How Do Women Compete In A Man's World?

Women today are making strides in the business world at an unprecedented level. Women are also pursuing higher education in record numbers. In fact, women now hold more bachelors and graduate degrees than men do. So, in 2012 we should expect men and women to be equal in the business world. Are women managing to successfully compete in what is still "a man's world?"

SEE: 5 Richest Women In The U.S.

Arianna Huffington, founder of The Huffington Post and one of the most influential women in media, said of women and business, "Women still have an uneasy relationship with power and the traits necessary to be a leader. There is this internalized fear that if we are really powerful, we are going to be considered ruthless or pushy or strident – all those epithets that strike right at our femininity.
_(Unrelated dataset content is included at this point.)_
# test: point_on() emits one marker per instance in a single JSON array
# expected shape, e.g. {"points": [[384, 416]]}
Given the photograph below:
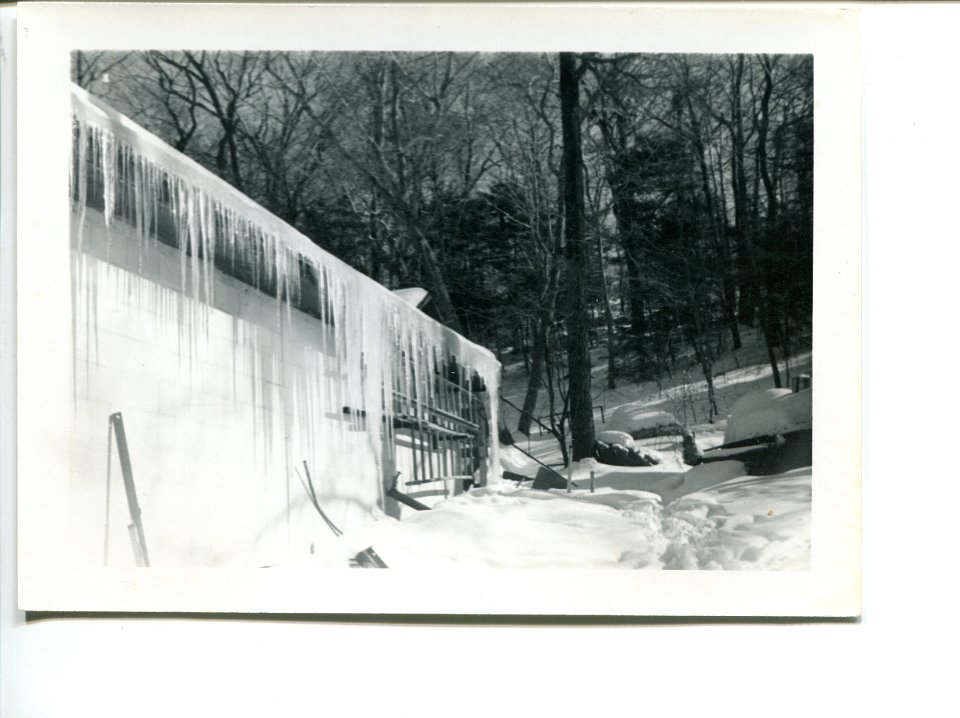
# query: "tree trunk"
{"points": [[577, 258], [535, 380]]}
We are still working at trying to overcome the fear that power and womanliness are mutually exclusive."

Still a Pay Gap
It is almost 50 years since President Kennedy signed the Equal Pay Act in 1963, but there is still a real discrepancy in pay between men and women – highlighting that women are not on an even footing yet. On equal pay, earlier this year an article written by Forbes announced that women would have to work 108 days extra to earn what men had earned in the previous year. In the U.S., full-time women employees are paid just 77 cents for every dollar that their male counterparts earn.

Women Executive Leadership founder Cindy Kusher suggested that women may not be asking for raises when they should. "Men are bold in asking for increases, and women aren't," she said.
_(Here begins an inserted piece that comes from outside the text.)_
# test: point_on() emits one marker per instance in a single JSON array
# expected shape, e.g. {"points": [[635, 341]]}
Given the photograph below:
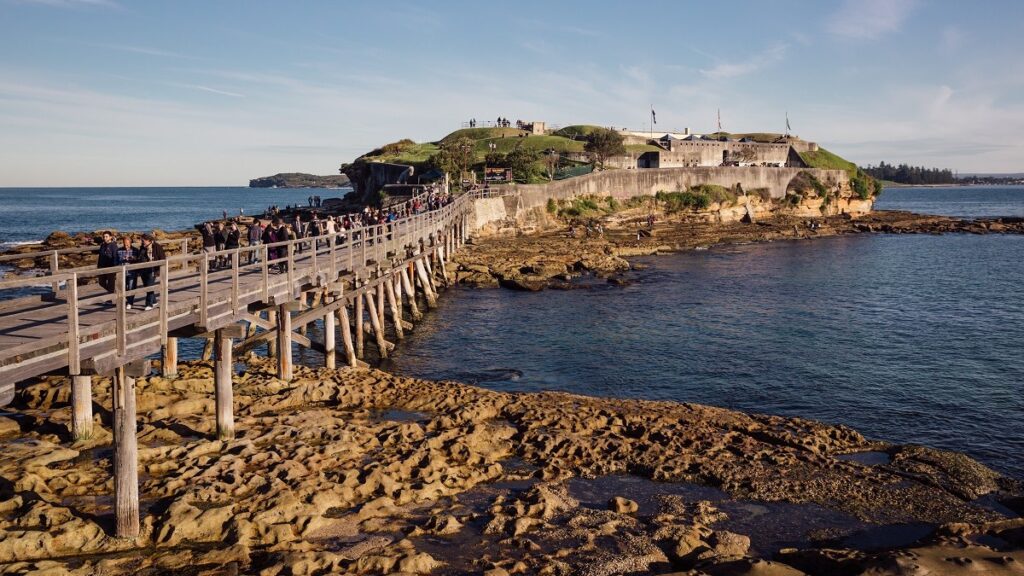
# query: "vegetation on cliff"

But Catalyst, a non-profit that works to expand opportunities for women, suggests that it is more complex than this. The disparity starts early, Catalyst said. "Women graduating business school are placed in lower positions and, on average, paid $4,600 a year less in their first jobs than men. "By mid-career, they're making $31,000 less than men," said Serena Fong, spokeswoman for Catalyst.

Does Family Life Hold Women Back?
Claudia Goldin and Lawrence F. Katz, economists from Harvard University, tracked the career path of nearly 3,000 MBA graduates from the University of Chicago over 15 years. Their research concluded that women's pay deficits were almost entirely because they interrupted their careers more often and tended to work fewer hours. So even today, motherhood is holding women back in their careers.

The only way this will change in the future is if employers are more willing to allow women the opportunity to balance their careers with their family duties. This might mean flexible working hours, working from home and more parental leave. One of the ways this change could occur is if more women who had been through motherhood were on the boards of the firms and influencing policy. While 40% of large companies worldwide still have no women on their boards, it is clear that we have a long way to go to see true equality for women in the workplace.

SEE: Challenges Female-Owned Companies Face

Female Entrepreneurs
Perhaps then it is no wonder that women are starting their own businesses at 1.5 times the national average. That's a 20% increase over the last 10 years. Bright intelligent and capable women, who perhaps cannot find the flexibility they require in the traditional corporate environment, are taking matters into their own hands and becoming their own bosses.

Owning a business offers infinite flexibility. If you need to work around family life you are able to do so. Until we see a greater degree of compromise in corporate America, it seems likely that this trend of female entrepreneurship will continue.

Jobs Where Women Excel
There are some professions that are more welcoming than others to women. The Harvard research found the fields of veterinary medicine and pharmaceuticals were particularly welcoming to females. In these industries, changes such as business consolidation and technological progress have allowed women to take flexible and predictable schedules without the drop in pay you witness in other sectors. For instance, among pharmacists, there is no unexplained gender pay gap, Goldin said.

The Bottom Line
Women should know their value, negotiate their pay and speak up. It is the responsibility of everyone to work towards equality for women in the workplace. Half a century after it became illegal in America to pay a woman less than a man for the same job, the weekly wage of a woman is still almost 18% less than that of the typical working man.